ISLAMABAD, Oct 9: The International Monetary Fund (IMF) has deferred its conditionality of levying 15 per cent General Sales Tax (GST) on tractors and tube wells, which was to come into force from October 1 for release of last standby tranche of $131 million, officials sources told Dawn here on Tuesday.

“The decision is believed to have been taken to provide every possible help to Pakistan to revive its economy as Islamabad pledged to provide full support to international community in combating terrorism in the aftermath of terrorist attacks in the US,” the sources said.

It was agreed with the Fund under the stand-by arrangement that by the end of September, GST net would be extended to all agricultural inputs under the International Monetary Fund’s conditionality for last stand-by arrangement tranche.

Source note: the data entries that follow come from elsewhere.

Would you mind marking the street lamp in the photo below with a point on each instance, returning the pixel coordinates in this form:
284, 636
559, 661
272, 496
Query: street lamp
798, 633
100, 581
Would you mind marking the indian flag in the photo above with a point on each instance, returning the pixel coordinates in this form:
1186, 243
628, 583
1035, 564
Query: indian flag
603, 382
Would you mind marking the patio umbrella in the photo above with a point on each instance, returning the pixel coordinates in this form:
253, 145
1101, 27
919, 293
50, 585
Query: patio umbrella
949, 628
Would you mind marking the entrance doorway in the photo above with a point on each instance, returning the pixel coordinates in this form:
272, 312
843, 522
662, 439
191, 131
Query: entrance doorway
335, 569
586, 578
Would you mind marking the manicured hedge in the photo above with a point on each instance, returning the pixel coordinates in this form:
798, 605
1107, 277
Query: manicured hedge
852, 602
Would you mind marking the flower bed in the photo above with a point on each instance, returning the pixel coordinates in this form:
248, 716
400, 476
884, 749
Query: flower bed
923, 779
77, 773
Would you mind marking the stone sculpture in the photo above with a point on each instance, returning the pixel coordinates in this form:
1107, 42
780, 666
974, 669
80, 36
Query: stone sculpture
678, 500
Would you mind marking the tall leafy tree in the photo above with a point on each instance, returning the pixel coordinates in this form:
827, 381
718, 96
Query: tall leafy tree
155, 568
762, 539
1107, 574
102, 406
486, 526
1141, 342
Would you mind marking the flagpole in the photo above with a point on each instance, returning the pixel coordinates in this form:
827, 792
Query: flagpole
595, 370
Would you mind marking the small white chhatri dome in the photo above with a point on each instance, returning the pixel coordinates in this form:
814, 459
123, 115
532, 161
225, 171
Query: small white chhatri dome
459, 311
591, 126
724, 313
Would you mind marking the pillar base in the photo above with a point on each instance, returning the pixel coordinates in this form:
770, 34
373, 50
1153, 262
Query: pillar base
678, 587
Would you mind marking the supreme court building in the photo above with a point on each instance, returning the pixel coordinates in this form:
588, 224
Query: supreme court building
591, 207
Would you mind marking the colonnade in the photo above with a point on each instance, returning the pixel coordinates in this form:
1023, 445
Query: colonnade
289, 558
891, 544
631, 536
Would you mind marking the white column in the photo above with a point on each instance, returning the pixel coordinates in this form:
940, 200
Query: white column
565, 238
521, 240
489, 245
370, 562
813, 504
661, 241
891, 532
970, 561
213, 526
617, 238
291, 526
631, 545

They informed that it was believed that the levy of GST would fetch about Rs1.4 billion to the national exchequer during the current financial year.

The sources said that an ordinance to this effect was already drafted, which was due to be promulgated in the first week of the current.

When asked whether IMF would also defer levy of GST on domestically produced cooking oil and vegetable ghee, which would come into effect from December 1, 2001 as agreed under SBA, the sources said, “we have not received any information about this so far,” however, they said that due to slump in the market in the aftermath of US led strike on Afghanistan, the Fund may also defer this conditionality.